The gunman, 21-year-old Mohammed Saeed Alshamrani, was training at the Florida base when he opened fire inside a classroom on Dec. 6, 2019, killing three. The attack has since been deemed an act of international terrorism by the Federal Bureau of Investigation which is still investigating the shooting.
Ensign Joshua Kaleb Watson and Naval Aircrewmen Mechanical 3rd Class Mohammed Sameh Haitham and Cameron Scott Walters were killed in the attack. Naval Air Crewman (Helicopter) 2nd Class Carl Daniel, one of the awardees, said he hoped the loved ones of those killed were doing well.
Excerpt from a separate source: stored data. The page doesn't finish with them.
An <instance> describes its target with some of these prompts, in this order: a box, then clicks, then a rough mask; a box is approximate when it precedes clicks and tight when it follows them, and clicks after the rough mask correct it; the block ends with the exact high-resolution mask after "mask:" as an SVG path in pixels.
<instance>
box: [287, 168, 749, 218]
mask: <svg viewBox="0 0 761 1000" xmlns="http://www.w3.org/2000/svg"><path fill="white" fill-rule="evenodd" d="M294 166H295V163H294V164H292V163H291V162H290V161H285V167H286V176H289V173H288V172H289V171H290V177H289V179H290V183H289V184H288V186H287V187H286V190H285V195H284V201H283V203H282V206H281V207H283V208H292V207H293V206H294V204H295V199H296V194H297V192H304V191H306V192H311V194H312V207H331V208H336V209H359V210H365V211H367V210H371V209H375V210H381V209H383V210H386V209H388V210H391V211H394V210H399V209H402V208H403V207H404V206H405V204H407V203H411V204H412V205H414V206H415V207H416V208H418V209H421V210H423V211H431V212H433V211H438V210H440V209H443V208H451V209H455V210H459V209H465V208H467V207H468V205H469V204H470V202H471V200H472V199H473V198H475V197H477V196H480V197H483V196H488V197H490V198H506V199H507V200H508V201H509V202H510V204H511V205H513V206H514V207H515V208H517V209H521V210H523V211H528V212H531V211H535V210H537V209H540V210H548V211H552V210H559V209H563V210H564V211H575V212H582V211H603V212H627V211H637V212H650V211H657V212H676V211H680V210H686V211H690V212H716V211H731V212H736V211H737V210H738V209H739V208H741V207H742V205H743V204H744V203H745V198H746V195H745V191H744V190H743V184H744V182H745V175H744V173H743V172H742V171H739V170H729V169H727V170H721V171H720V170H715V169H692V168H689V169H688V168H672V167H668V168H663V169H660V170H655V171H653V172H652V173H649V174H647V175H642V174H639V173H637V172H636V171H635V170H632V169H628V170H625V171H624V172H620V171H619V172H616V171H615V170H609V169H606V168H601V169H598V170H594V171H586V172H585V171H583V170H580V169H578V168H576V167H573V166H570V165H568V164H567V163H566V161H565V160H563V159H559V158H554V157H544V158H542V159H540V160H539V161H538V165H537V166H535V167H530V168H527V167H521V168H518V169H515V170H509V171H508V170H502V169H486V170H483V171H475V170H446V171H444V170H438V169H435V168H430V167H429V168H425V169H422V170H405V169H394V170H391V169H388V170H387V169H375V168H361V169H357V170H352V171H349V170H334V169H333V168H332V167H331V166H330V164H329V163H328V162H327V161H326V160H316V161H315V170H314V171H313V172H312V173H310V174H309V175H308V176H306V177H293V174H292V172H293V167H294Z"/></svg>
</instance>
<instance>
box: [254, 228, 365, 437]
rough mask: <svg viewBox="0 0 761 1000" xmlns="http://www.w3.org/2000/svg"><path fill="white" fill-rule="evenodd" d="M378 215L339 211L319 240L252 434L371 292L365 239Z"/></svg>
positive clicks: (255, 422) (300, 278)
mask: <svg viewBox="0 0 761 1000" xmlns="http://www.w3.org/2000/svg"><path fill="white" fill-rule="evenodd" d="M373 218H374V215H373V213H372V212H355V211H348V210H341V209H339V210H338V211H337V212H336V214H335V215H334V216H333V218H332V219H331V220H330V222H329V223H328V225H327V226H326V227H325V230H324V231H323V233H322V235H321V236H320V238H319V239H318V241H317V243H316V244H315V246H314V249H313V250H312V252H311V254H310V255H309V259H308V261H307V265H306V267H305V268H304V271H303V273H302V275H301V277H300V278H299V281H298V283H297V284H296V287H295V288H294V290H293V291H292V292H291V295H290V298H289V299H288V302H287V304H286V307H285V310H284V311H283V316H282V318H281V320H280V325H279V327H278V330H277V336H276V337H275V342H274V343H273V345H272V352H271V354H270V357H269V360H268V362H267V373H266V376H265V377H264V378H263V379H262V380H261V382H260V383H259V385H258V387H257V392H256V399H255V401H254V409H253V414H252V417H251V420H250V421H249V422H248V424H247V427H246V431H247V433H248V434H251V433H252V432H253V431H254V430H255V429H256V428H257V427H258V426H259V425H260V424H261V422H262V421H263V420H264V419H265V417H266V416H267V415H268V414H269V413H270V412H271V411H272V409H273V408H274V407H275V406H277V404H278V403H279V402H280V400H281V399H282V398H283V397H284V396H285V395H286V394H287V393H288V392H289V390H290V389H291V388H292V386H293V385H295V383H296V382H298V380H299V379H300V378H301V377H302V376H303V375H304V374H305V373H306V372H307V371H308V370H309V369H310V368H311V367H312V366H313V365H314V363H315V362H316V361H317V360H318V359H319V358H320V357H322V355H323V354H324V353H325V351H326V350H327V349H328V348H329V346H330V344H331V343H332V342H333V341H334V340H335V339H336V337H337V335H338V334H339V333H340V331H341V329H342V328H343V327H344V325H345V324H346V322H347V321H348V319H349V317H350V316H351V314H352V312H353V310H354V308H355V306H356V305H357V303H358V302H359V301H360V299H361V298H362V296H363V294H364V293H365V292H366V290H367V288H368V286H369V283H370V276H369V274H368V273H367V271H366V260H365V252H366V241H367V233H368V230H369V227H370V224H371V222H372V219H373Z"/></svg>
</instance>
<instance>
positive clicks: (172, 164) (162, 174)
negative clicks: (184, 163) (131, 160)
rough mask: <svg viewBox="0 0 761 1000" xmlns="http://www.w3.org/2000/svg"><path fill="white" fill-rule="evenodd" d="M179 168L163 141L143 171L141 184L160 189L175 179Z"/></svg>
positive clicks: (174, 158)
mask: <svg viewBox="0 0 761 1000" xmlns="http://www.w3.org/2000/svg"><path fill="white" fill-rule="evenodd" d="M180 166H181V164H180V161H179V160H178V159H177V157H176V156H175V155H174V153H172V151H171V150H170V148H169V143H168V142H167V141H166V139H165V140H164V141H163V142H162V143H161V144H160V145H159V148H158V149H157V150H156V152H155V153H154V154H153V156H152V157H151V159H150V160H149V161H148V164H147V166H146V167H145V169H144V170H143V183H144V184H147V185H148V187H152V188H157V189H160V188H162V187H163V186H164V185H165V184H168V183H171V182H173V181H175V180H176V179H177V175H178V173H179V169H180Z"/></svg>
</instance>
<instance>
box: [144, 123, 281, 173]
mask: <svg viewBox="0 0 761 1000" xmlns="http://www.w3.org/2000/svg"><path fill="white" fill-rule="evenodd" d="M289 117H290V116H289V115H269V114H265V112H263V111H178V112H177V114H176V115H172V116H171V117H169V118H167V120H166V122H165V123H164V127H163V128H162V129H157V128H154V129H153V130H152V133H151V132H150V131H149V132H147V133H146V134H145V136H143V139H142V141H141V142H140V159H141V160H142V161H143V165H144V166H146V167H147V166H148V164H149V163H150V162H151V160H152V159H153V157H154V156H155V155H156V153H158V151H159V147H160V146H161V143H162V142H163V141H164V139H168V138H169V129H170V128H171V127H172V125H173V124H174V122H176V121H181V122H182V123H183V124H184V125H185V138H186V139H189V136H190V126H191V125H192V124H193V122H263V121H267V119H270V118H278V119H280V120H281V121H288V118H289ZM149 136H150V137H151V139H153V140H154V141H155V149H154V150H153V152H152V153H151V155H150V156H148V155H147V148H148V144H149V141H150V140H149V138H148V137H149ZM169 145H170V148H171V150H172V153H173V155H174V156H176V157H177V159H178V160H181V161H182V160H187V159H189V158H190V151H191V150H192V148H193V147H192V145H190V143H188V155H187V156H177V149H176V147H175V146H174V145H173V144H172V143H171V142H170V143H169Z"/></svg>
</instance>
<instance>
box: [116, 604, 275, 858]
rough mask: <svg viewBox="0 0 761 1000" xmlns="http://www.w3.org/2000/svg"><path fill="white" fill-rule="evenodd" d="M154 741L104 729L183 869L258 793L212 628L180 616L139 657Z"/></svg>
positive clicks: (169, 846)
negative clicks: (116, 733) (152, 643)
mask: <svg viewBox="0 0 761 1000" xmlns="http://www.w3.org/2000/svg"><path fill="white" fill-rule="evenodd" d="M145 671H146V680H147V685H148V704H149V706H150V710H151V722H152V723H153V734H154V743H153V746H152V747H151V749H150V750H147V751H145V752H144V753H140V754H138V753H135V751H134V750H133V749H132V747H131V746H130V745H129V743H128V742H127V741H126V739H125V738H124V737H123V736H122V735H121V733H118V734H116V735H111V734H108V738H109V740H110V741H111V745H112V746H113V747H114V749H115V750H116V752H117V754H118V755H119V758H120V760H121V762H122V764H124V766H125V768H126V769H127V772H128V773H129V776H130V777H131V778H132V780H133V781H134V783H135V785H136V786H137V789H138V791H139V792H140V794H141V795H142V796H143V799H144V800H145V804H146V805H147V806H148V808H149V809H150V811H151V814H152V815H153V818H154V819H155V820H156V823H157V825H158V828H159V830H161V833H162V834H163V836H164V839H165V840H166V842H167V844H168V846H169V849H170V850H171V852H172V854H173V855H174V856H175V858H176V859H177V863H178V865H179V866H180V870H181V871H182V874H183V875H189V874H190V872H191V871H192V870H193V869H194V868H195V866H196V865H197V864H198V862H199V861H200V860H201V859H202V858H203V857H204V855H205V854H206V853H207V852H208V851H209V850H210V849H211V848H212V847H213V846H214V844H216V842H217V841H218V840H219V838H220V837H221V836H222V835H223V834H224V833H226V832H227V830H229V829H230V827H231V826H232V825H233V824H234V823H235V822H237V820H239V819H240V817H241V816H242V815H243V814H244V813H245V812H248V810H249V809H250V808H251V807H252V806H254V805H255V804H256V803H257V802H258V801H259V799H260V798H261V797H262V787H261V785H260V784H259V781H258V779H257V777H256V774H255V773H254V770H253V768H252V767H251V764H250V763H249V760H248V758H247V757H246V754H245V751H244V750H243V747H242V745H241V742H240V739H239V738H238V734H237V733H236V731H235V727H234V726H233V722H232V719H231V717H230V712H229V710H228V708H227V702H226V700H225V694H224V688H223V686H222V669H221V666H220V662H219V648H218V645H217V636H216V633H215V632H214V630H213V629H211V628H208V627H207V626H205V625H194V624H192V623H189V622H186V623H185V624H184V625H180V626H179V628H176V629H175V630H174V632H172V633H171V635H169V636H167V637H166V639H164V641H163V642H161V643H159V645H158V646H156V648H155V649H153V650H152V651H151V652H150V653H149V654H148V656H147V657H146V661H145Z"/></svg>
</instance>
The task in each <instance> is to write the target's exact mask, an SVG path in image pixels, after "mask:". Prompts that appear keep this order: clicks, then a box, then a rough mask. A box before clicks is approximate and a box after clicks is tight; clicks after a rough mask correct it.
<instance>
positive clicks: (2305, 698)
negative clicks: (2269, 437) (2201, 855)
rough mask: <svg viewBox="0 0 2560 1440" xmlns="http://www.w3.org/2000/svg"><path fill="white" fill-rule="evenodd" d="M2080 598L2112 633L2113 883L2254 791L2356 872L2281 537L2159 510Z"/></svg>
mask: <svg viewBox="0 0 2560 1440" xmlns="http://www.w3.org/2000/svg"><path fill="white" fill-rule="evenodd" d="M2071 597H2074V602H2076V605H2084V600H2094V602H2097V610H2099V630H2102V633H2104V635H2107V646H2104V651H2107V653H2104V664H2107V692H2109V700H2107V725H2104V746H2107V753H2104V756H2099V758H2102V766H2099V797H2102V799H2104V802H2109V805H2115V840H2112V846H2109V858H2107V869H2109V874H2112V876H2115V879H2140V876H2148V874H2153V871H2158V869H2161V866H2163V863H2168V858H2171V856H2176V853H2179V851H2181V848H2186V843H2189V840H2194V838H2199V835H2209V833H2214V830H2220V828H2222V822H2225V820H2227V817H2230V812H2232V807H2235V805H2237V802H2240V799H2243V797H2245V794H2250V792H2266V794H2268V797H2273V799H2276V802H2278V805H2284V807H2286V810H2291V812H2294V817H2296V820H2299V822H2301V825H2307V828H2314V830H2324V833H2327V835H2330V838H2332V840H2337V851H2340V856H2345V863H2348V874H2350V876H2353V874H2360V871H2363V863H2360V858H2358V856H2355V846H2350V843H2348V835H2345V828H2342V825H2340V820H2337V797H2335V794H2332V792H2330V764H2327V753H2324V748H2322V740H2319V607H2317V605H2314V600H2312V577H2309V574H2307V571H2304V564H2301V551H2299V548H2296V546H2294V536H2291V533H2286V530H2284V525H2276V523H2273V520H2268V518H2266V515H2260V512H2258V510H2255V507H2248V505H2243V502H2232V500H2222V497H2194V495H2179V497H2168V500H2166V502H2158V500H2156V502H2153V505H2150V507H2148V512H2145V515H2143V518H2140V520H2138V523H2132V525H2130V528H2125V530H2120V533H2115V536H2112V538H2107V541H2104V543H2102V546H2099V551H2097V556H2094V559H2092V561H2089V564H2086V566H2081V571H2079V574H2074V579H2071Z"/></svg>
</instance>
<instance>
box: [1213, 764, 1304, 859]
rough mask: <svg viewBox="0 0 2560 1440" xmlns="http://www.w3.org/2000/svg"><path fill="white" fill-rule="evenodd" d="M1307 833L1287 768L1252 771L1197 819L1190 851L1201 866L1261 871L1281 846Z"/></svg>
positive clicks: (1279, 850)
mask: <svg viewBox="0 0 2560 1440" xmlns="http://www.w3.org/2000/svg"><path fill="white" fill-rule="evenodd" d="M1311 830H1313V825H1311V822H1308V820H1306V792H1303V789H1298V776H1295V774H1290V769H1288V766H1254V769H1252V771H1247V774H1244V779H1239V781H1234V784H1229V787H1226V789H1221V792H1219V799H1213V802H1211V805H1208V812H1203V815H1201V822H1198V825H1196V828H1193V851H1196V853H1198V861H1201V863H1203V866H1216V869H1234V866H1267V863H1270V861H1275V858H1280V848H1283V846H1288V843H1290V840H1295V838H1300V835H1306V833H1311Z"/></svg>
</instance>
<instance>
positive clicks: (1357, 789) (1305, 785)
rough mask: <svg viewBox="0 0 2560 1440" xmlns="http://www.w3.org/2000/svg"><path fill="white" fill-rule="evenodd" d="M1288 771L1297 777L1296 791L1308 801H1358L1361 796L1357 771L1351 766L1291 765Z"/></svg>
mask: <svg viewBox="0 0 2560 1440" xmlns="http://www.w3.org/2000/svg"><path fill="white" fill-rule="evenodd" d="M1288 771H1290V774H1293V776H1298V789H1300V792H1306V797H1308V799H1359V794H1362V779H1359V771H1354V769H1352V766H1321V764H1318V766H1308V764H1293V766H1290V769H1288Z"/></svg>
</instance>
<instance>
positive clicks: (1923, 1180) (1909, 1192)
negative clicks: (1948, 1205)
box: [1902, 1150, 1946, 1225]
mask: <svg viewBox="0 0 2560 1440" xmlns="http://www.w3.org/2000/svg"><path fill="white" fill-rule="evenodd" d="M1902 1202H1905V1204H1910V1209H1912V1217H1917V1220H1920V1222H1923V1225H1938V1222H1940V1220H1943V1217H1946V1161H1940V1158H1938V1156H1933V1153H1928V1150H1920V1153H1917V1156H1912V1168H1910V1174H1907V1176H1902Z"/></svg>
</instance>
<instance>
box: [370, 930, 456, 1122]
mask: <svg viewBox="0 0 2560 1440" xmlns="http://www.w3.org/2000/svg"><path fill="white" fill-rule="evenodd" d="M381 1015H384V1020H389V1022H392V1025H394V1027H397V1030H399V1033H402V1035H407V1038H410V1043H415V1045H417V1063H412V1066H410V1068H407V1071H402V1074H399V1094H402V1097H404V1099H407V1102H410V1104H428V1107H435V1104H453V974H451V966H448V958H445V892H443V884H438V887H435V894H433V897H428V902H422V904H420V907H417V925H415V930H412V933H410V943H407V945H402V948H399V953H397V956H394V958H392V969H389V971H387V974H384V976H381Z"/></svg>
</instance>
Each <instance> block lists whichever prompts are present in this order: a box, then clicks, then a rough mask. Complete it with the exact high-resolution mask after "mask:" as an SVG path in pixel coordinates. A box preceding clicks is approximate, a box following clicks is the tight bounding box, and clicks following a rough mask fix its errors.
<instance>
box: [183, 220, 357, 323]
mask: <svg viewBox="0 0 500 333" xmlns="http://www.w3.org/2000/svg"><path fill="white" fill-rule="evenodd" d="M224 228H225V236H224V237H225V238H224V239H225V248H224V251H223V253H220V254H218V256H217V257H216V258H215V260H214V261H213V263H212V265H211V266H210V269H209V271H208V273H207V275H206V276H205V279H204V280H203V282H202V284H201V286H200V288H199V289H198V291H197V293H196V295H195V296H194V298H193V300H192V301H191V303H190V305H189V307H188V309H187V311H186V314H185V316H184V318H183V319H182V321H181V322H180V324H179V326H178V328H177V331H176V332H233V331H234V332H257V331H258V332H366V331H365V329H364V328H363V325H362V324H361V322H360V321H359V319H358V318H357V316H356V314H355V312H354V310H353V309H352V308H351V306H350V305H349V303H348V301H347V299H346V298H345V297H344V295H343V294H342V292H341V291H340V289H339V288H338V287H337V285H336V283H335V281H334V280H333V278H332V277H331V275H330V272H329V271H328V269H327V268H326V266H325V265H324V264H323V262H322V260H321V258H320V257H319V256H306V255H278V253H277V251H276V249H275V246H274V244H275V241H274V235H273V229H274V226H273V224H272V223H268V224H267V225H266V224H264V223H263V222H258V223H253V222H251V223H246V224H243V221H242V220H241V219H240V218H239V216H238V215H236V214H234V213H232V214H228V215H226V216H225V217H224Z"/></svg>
“I joined the Navy to be a rescue swimmer knowing that one day my number might be called to save someone. I wish it had not been under these circumstances. At the end of the day, I did what I did and I would do it again without skipping a beat,” he said. “I hope the loved ones of the deceased are doing well and that they can rest assure that we have the watch.”
Daniel was awarded the Purple Heart and Navy and Marine Corps Commendation Medal for providing first aid to critically wounded personnel at the scene.
"It's great that we are all being recognized for our actions, but I feel that we did what any other Marine or Sailor would do when put in the same situation," said Staff Sgt. Andrew J. Pfannenstiel, an instructor at MATSG-23, who was awarded the Navy and Marine Corp Commendation Medal for delivering medical supplies and assisting others in treating wounded personnel.
The shooting resulted in a string of investigations into not only Alshamrani's actions and affiliations but also into the vetting process the Department of Defense uses to ensure foreign nationals admitted to U.S. military training programs are not a threat. The DoD investigation into that process resulted in the implementation of additional restrictions and requirements on foreign students.
Most recently, the New York Times published a report that detailed how Alshamrani infiltrated the U.S. military's training program at Pensacola. According to the Times, "breakdowns" in the vetting process occurred at "virtually every step" of that process -- Alshamrani's social media accounts were not adequately screened and his lack of direct ties to another terrorist group helped him slip through the cracks that existed in the vetting procedures.
The FBI's investigation into the incident is still ongoing.